Supreme Court clears 6,844 pending cases since Chief Justice of India D.Y. Chandrachud took over as top judge on November 9

File photo of Chief Justice of India D.Y. Chandrachud.

File photo of Chief Justice of India D.Y. Chandrachud.
| Photo Credit: PTI

The Supreme Court has disposed of 6,844 cases since Chief Justice of India (CJI) D.Y. Chandrachud took over as the country’s top judge on November 9. The court has also received 5,898 new cases in the same period of one month and seven days. It is a rare feat on the part of the court that the rate of disposal of cases has exceeded the rate of institution of new cases.

The pace of disposal of cases under Chief Justice Chandrachud has also increased, even as the CJI has said that every little cry for justice would be heard by the Supreme Court.

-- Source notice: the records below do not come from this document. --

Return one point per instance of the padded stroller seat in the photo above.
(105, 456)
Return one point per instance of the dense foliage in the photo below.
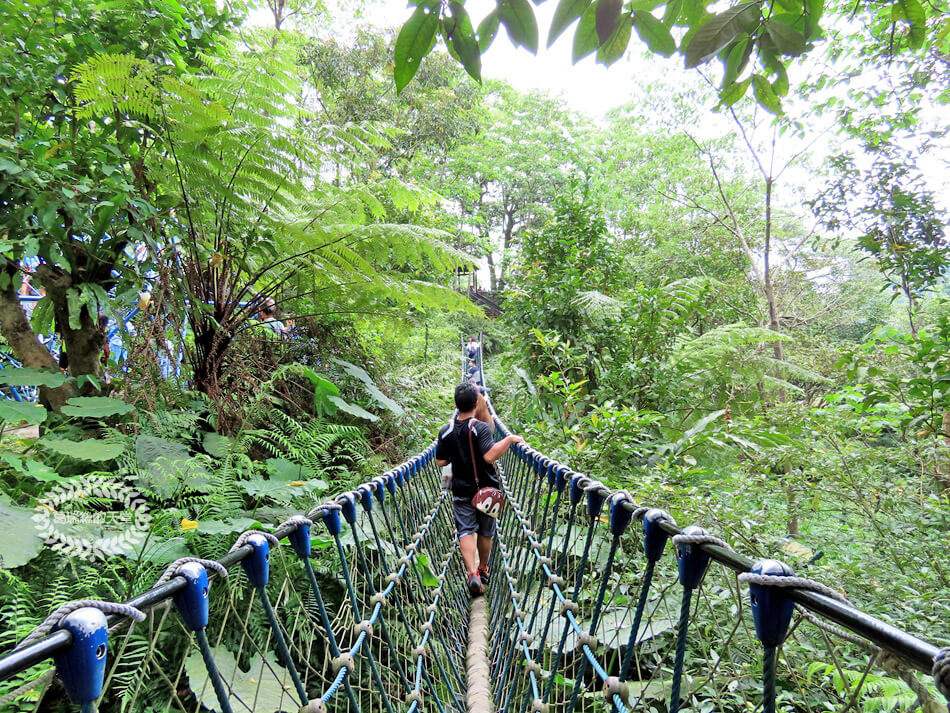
(275, 245)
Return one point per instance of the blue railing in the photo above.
(360, 605)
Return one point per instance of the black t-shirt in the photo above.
(453, 446)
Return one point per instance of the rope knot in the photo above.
(172, 570)
(243, 537)
(54, 619)
(704, 539)
(941, 673)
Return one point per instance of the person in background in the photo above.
(267, 315)
(475, 529)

The court under Chief Justice Chandrachud’s immediate predecessor, Justice U.U. Lalit, had disposed of over 10,000 cases during his 74-day tenure.  

The number of cases disposed daily from November 9 to December 16, when the court went into winter recess, has been a minimum of 90 to the highest at 277.

The court has disposed of a total of 2,511 transfer and bail petitions from November 9 to December 16. Of this, 1,353 were bail applications and 1,163 transfer petitions. The court has dealt with at least two to 87 bail pleas a day, and six to 105 transfer requests daily.

Chief Justice Chandrachud had on November 18, after a Full Court meeting, pressed the accelerator on hearing and disposing of pending pleas for bail and transfer petitions in the Supreme Court.

Since then, all 13 Benches of the court had been hearing 10 cases each of bail and transfer petitions first thing every morning before their board of regular cases listed for the day. The CJI said the court was trying to complete its pending list of these cases before the winter holidays.

Transfer petitions mostly relate to matrimonial and family cases. Litigants usually seek inter-State transfer of their cases. For example, a separated wife or husband may seek transfer of their divorce case to a court nearer to the place of their residence or the city, where they work, for convenience. These cases do not pose complicated legal issues but tend to pile up in the apex court. The uncertainty causes distress to litigants.

“There are around 3,000 transfer petitions pending here. Every one of the 13 Benches will take up 10 transfer petitions everyday. They will deal with 650 petitions every week. In five weeks, all the transfer petitions will be over,” Chief Justice Chandrachud had said on November 18.